Plymouth showcases a blend of Indigenous Australian art, science, culture and history
From the port of Plymouth, the first Englishmen traveled to Australia, many of them prisoners who were sent by Her Majesty’s Government to the Antipodes in a pioneering transfer of the prison service. Now, the journey has been in reverse and with fewer feisty characters, as The Box Museum in the coastal city of Devon has put together the largest exhibition of Australian Aboriginal art ever presented outside of Oceania (Songs: Follow the Seven Sistersfrom October 21 to February 27).
purpose
It is an ambitious seven-year project to restore, rebuild and preserve song lines
With three hundred paintings, photographs, ceramics, sculptures and objects by a hundred different artists, as well as performances of dance, film and multimedia, the exhibition is an introduction to the art of Australian Aboriginal communities and an ambitious seven-year project to restore, rebuild and preserve songs, a type of story or epics such as Icelandic that has been passed down orally from generation to generation.
The initiative was led by Margo Neal, a leading specialist in Aboriginal culture and art and head of this department at the National Museum of Australian History in Canberra. To build the archive of tribal knowledge that is the heart of the show, he personally interviewed many leaders of different communities and traveled the country to collect material leaving Australia for the first time, and after Plymouth it would be possible to admire at the new Humboldt Museum in Berlin and on the Quai Branly in Paris.
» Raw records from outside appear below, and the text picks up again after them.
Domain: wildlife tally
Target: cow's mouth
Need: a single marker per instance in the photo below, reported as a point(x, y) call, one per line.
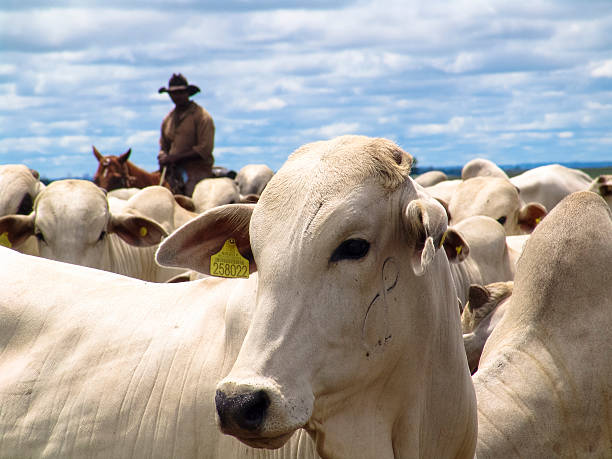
point(266, 442)
point(605, 190)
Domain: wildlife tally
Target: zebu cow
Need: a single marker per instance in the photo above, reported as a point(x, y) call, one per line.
point(213, 192)
point(481, 167)
point(97, 365)
point(497, 198)
point(489, 258)
point(355, 332)
point(19, 186)
point(431, 178)
point(154, 202)
point(72, 223)
point(602, 185)
point(545, 375)
point(253, 178)
point(550, 184)
point(485, 307)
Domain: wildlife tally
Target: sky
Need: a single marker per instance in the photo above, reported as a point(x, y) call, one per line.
point(512, 81)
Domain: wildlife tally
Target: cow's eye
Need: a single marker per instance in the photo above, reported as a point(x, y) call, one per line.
point(351, 249)
point(39, 236)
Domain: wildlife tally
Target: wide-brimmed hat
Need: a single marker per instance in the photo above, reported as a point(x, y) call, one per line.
point(178, 82)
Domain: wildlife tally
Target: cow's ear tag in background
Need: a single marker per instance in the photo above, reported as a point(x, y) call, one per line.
point(228, 262)
point(4, 240)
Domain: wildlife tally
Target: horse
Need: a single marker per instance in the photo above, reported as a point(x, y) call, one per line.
point(119, 172)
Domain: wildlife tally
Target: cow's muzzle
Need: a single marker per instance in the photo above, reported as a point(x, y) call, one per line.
point(242, 413)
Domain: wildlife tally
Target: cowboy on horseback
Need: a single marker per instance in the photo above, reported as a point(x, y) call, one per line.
point(187, 138)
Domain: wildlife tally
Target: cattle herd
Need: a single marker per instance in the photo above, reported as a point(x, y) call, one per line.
point(383, 316)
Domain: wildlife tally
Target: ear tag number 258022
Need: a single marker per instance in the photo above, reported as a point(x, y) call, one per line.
point(228, 262)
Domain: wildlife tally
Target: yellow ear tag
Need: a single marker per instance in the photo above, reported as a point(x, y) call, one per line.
point(443, 239)
point(228, 262)
point(4, 240)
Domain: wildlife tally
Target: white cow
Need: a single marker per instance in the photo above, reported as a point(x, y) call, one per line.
point(213, 192)
point(443, 191)
point(253, 178)
point(481, 167)
point(602, 185)
point(97, 365)
point(72, 223)
point(485, 308)
point(159, 204)
point(19, 186)
point(489, 258)
point(356, 330)
point(497, 198)
point(545, 375)
point(550, 184)
point(431, 178)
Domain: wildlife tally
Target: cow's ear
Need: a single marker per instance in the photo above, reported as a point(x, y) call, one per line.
point(97, 154)
point(426, 221)
point(137, 231)
point(456, 248)
point(192, 245)
point(530, 215)
point(15, 229)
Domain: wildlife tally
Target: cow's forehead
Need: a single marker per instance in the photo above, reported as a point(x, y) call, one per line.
point(75, 196)
point(324, 188)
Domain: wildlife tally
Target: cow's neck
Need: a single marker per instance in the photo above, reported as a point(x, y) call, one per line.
point(424, 405)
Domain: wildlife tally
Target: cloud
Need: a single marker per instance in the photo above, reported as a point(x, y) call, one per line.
point(440, 78)
point(334, 130)
point(454, 125)
point(602, 70)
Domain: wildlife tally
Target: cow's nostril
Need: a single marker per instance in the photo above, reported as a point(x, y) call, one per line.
point(245, 411)
point(255, 408)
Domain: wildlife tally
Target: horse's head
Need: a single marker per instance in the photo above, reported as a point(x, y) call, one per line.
point(112, 171)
The lines of Aboriginal Australian songs or epics, which are about 60,000 years old, form a complex political, historical, social, geographical and spiritual network, combining narratives with which the elderly pass on their knowledge to children and grandchildren, and at the same time they are a map for understanding the way of life of the indigenous people of the country, their moral codes and the context in which important laws and events were enacted. It has been compared to Genesis, The Iliad, and The Odyssey, and was first learned by the West through travel writer Bruce Chatwin.
The exhibition, in the restored box in Plymouth, shows the connection between cosmology, culture and the land that is part of Aboriginal culture through a fascinating journey through three states in Australia and half a million square kilometres, using the power of contemporary art to recover and recreate traditional stories. It’s part art, part science, part history, and all three in one.